Today I thought a lot about very simple population models, and there are still a few things that bug me.
Consider a simple discrete exponential growth function:
$$ n(t+1) = n(t) + n(t) b - n(t) d = n (1+r) $$
And recursively expanding the formula for an time interval $T$ yields
$$ n(T) = n_0 (1+r)^{T} \tag{Eq.1}$$
where:
- $b$ and $d$ are rates (birth and death) expressed as a proportion of the population (thus $d$ ranges from $0$ to $1$)
- $r=b-d$ is the overall growth rate including both births and death
(These things might not be relevant but I'm not sure so I'll be very explicit with the notation)

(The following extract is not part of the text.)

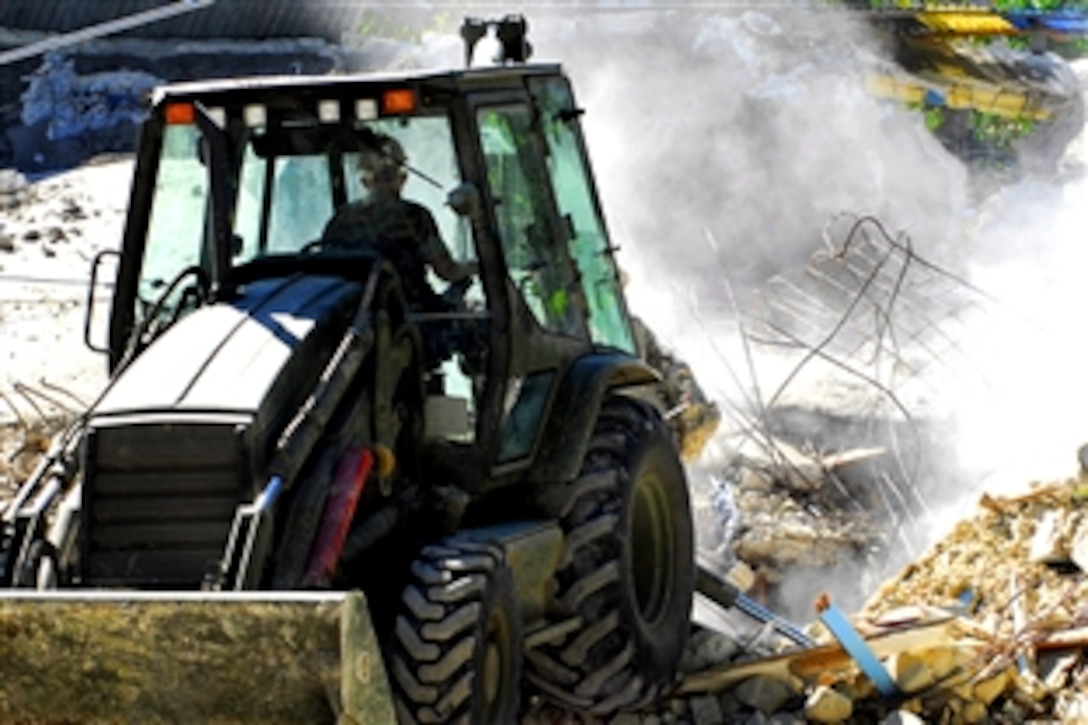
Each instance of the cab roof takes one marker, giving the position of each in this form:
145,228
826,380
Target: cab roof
240,88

This equation comes intuitively considering that at each time the population is the same as the previous time frame plus some births minus some deaths.

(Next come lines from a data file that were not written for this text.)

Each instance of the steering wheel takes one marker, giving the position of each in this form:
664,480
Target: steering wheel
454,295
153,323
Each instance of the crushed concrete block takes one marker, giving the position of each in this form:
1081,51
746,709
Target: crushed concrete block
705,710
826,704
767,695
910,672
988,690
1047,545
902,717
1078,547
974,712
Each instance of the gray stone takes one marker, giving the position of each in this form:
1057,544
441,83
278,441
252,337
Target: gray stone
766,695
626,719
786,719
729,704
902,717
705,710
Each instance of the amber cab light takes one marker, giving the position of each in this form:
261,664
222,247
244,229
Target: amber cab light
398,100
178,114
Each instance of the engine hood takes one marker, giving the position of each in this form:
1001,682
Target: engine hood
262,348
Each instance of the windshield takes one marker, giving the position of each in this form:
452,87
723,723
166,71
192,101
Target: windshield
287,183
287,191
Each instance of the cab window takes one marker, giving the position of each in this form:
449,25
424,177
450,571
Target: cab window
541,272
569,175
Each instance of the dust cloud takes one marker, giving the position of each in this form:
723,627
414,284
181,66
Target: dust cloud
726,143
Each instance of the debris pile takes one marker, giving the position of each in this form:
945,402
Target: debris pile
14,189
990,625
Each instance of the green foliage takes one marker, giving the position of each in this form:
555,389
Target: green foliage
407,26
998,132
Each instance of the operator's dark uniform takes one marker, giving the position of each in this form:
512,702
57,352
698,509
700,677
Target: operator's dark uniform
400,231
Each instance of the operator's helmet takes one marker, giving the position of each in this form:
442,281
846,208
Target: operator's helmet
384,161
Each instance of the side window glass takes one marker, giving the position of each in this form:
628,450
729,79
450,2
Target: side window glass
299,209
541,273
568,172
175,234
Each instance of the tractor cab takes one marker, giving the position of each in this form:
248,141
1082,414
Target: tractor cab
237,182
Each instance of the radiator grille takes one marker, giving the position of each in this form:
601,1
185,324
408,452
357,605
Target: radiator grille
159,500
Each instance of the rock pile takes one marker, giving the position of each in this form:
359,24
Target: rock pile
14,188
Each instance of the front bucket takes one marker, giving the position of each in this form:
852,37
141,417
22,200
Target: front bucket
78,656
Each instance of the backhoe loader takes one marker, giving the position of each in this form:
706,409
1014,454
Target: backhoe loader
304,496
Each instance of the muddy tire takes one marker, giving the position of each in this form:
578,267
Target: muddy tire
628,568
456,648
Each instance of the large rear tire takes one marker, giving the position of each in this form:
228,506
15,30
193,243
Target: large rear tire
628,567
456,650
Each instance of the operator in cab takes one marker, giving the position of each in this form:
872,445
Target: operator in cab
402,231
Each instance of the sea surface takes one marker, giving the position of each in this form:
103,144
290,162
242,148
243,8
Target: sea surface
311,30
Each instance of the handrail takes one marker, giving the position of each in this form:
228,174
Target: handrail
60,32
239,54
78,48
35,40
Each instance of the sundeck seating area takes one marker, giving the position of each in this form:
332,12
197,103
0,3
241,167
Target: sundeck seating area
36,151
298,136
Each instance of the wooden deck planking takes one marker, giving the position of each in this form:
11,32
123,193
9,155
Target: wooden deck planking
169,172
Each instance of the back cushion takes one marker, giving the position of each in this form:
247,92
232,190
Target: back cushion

Now let's consider the continuous time exponential growth.
First of all, I have not found a simple way to pass from the discrete formula to the continuous one (maybe it's not possible?).

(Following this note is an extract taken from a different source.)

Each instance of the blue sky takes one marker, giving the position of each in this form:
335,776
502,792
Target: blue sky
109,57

Anyway to obtain it one could do the same type of reasoning as above, we can write
$$ \frac{dn}{dt} = bn - dn = rn$$
Because the variation in the population size should be proportional to the births and inversely proportional to the deaths.
Integrating this formula for $t$ between $t=0$ and $t$, and for $n$ between $n_0$ and $N(t)$ we obtain:
$$ N(t) = n_0 \cdot e^{rt} \tag{Eq.2}$$
Now I tried to plug some numbers in to simulate the results and I found out that they are in fact different... but shouldn't they be the representation of the same phenomenon?
Here is the plot for the 2 equations
Maybe the error is thinking that r must be the same? But if so what is the relationship between the discrete and continuous $r$?
In the continuous model the rate assumes instantaneous compounding. If $1+r$ is the rate (as a factor) for the discrete model and you use that rate for continuous compounding then the equation is, as you say $$ n = n_0e^{\rho t} . $$ For small values of $r$, $e^r \approx 1+r$ .
In this model, births and deaths occur at any time, not just at discrete intervals. Think about what happens when you open an account earning $6\%$ annual interest. If the bank adds the interest to your account every millisecond then at the end of a year your initial investment will be $e^{0.06} = 1.061836\ldots$ as large, not just $1.06$.
So there is no contradiction in the two curves. The continuous one should be higher, and it is.
If you want to match the curves you have to reverse engineer the rate $s$ for the continuous model. That means you want $$ e^s = 1+r $$ so $s = \ln(1+r)$.
That gives $s=0.058\ldots$ for $r = 0.06$.